A recomendação foi assinada nesta segunda-feira (9) pelo promotor de Justiça Elizon de Sousa Medrado, após denúncias recebidas pela Ouvidoria do Ministério Público. O procedimento aponta indícios de precariedade na frota que atende alunos da rede pública na cidade, administrada pela prefeita Bruna Gabrielle Neves Pires de Araújo, conhecida como Bruna do Ho Che Min (PP).

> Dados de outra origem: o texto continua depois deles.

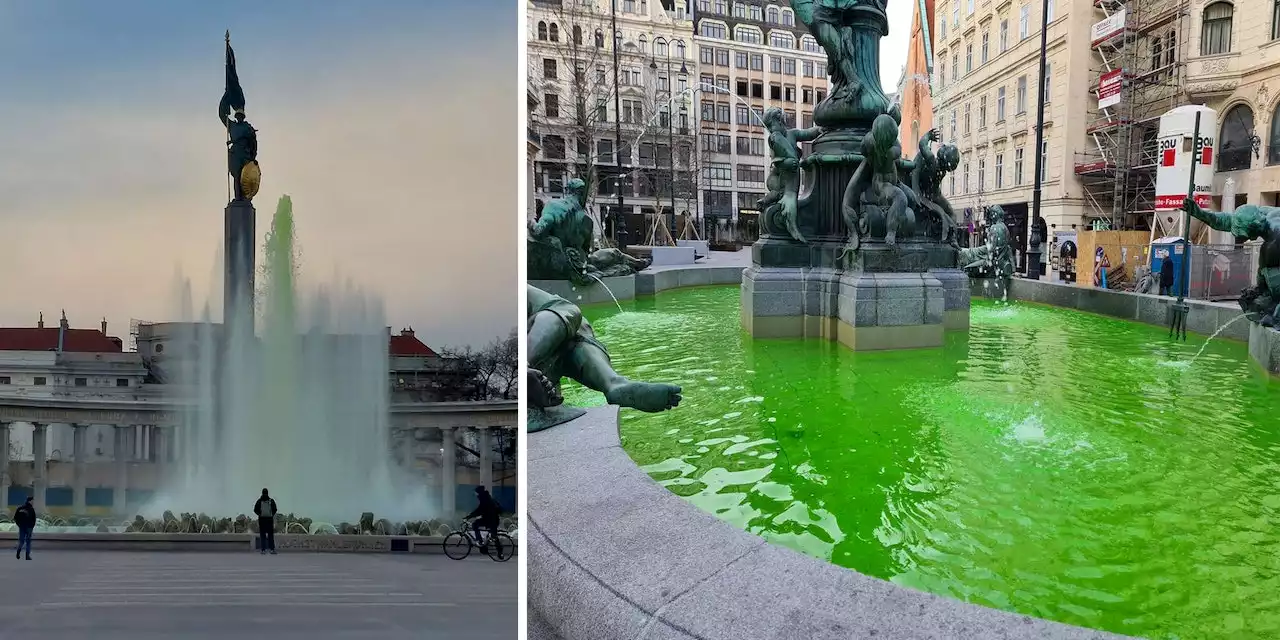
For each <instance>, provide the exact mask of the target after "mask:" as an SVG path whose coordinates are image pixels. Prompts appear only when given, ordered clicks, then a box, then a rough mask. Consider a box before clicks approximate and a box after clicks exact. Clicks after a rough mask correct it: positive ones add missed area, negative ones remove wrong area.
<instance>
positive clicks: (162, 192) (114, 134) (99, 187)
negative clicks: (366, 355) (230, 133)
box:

Imagens mostram situação crítica
De acordo com o MPTO, registros audiovisuais anexados ao processo revelam situações consideradas graves, especialmente em um ônibus que atende a rota do Povoado Moacir. As imagens mostram o veículo circulando sem a tampa do motor e com o sistema de aceleração improvisado por meio de um cabo manual, utilizado no lugar da peça original.
Para o Ministério Público, as condições observadas representam risco direto à segurança dos estudantes que utilizam o transporte diariamente.
Prazo para vistoria completa
Na recomendação, o MP determinou que o município realize uma vistoria técnica em toda a frota de transporte escolar no prazo de até 10 dias. A inspeção deverá ser feita por profissional habilitado, com emissão de laudos detalhados para cada veículo.
Os documentos deverão apresentar:
* identificação do veículo e placa;
* avaliação das condições gerais de funcionamento;
* descrição de falhas mecânicas ou estruturais;
* indicação dos reparos necessários.
Além disso, a prefeitura terá 15 dias corridos para encaminhar à 2ª Promotoria de Justiça de Augustinópolis um relatório completo sobre a situação da frota utilizada no transporte escolar.
O documento deverá incluir a lista de todos os veículos em operação, cópias dos laudos técnicos e um cronograma de manutenção, informando quais ônibus estão aptos para circular e quais precisarão ser retirados de serviço.
Outras irregularidades foram identificadas
Durante as investigações preliminares, o Ministério Público também identificou vidros quebrados ou danificados em alguns veículos, situação que compromete a visibilidade dos motoristas e aumenta o risco de acidentes.
No documento, o promotor destaca que permitir a circulação de veículos com falhas mecânicas graves no transporte de estudantes representa uma “ameaça concreta e atual” à integridade física dos alunos.
MP diz que tentou diálogo com a prefeitura
O MPTO informou que tentou resolver a situação por meio de diálogo com a gestão municipal, mas, segundo o órgão, não houve resposta satisfatória às tentativas de solução extrajudicial.
Diante disso, a recomendação foi formalizada como uma medida preventiva para evitar riscos aos estudantes que dependem do transporte escolar.
Transporte não pode ser interrompido
Apesar das irregularidades apontadas, o Ministério Público orientou que o serviço de transporte escolar não seja interrompido. Para isso, o município deverá adotar alternativas emergenciais durante o período de manutenção da frota, como locação ou cessão de veículos que estejam em condições adequadas de segurança.
Caso a recomendação não seja cumprida, o MPTO poderá ingressar com ação civil pública com pedido de decisão judicial urgente, além de encaminhar representações ao Departamento Estadual de Trânsito do Tocantins (Detran-TO) e a outros órgãos de controle.
O município tem 48 horas para confirmar oficialmente o recebimento da recomendação do Ministério Público.